Less than two years have passed since Ethiopian Prime Minister Abiy Ahmed was awarded the Nobel Peace Prize for what the awarding committee said was his efforts to promote peace in the region.

Fast forward and how things can change. Abiy’s government is no longer engaging in peace projects to end regional conflicts but rather ordering Ethiopian armed forces to begin a wide scale military invasion in the northern Tigray region, despite appeals from the international community to avert a conflict between the government and the ethnic community that ruled the country for decades.

In a speech on state television, deputy chief of the army said, “Our country has entered into unexpected war. The war will not come to the centre, it will end there (in Tigray).”

Prime Minister Abiy Ahmed ordered the invasion for what his government term as “retaliation for an attack by the Tigray People’s Liberation Front (TPLF) on its troops.”

Troops were mustered from across the country and dispatched to Tigray, the northernmost of Ethiopia’s nine regions, in a conflict that pits government troops against the TPLF.

For decades TPLF has been the dominant political force in the country’s multi-ethnic ruling coalition, until Abiy, a member of the Oromo ethnic group, took office two years ago.

Tigrayans account for just 5% of the population but dominated politics and the security forces after Tigrayan rebels under Meles Zenawi toppled Marxist military leader Mengistu Haile Mariam in 1991.

Tigray regional president Debretsion Gebremichael said its forces had foiled a plan by the federal troops to use artillery and arms stationed there to attack the region.

“We will use the artillery to defend Tigray. We will use them to destroy an attack from any direction,” he said on Tigray TV.

Oromos make up 35% of Ethiopia’s 110 million people but have not held power in its modern history and have long complained of political exclusion.

A government plan to expand the capital using Oromo farmland in 2015 triggered three years of protests and bloody repression that eventually forced the prime minister’s resignation and Abiy’s appointment.

Tigrayan leaders left the national ruling coalition after Prime Minister Abiy Ahmed was appointed in 2018. Some leaders have accused him of persecuting Tigrayans.

Although Abiy has rolled out greater freedoms nationwide, parts of western and southern Oromiya are under federal military control and Amnesty International has documented killings and abuse.

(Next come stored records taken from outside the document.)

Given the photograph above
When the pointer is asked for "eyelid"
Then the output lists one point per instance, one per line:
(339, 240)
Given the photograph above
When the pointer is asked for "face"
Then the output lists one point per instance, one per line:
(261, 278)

Tensions with the TPLF have been escalating since September, when Tigray held regional elections which the federal government called illegal. In recent days, both sides accused each other of plotting a military conflict.

The African Union, headquartered in Ethiopia’s capital, has been pushing for talks between both parties. However, the government resisted the initiative saying it has to eliminate the threat posed by the TPLF.

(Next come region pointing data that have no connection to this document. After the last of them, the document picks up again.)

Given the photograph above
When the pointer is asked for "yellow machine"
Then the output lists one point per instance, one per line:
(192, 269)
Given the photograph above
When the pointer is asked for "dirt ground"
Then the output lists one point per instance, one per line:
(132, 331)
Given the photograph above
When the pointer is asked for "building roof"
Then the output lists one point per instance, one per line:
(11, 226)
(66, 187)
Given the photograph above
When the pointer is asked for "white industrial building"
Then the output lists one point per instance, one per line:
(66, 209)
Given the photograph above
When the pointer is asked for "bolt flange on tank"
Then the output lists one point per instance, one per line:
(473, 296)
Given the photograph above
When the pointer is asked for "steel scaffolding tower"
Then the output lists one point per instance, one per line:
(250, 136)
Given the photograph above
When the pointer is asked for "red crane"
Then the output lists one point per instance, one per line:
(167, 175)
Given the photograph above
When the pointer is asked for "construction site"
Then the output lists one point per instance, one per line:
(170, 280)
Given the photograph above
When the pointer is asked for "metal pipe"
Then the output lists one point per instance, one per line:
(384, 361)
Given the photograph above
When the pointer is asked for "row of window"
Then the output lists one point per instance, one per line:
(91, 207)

Dozens of federal troops were killed during the first day of fighting, and sources believe that the death toll could be higher. There was no word on casualties suffered by the TPLF. The government has cut all phone and internet communication in the region.

U.S. Secretary of State Mike Pompeo appeared to back Abiy in a tweet, which urged immediate action to restore peace and de-escalate the situation, while backing the government account that the TPLF was responsible for violence.

“We are deeply concerned by reports that the Tigray People’s Liberation Front carried out attacks on Ethiopian National Defense Force bases in Ethiopia’s Tigray region,” Pompeo wrote.

Ethiopia has suffered multiple outbreaks of violence since Abiy took office.

On Saturday, gunmen killed 32 people and torched more than 20 houses in the western part of the country, dominated by the Oromo community.